Suddenly there is complete silence, as if everyone has disappeared and left me alone in an empty room. A new dream is about to start. I can see no images, but I know that I am in a secluded spot in the forest, and I inhale the scent of thick undergrowth and newly dug earth. I open my eyes to see where I am, but I am back on the hard bed again, with two female figures moving about at the foot. I cannot make them out with any clarity, because the dream seems determined to stay incoherent. Then my delirium is completely dispelled by the sharp sunlight that streams through the doorway and casts a pattern of rectangles across the floor.

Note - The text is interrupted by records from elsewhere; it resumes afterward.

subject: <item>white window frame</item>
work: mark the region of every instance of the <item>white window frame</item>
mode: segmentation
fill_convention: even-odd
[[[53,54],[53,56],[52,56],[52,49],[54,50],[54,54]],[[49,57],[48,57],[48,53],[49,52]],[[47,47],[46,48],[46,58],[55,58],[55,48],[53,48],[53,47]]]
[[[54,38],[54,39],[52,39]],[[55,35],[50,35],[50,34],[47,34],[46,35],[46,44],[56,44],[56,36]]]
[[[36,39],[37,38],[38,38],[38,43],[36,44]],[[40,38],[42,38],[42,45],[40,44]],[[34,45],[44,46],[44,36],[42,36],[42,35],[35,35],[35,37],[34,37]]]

My eyes adjust to the light and I can at last see the two old witches. One of them is a real virago, tall and wide, with an enormous head of curly hair that glistens hideously from an excess of coconut oil and looks like a nest of young snakes. She is holding a dove in each hand, white creatures with red eyes incessantly jerking their heads back and forth. The second woman is equally tall, but is thin as a rake and flat-chested; she holds a knife between her teeth and is tying a grubby apron around her companion. When she has finished, she pulls the blanket off me and rolls up my trouser legs. She takes one of the doves from the other woman and in one rapid movement she twists its wings over its back and holds it belly up in the palm of her left hand. Her fingers grasp the bird’s neck and tail, so that it can move only its legs. With her other hand she takes the knife out of her mouth and with one swift stroke slits the dove open from neck to tail. The bird makes no sound. With the same dexterity the woman presses the creature she has cut open against the sole of my foot.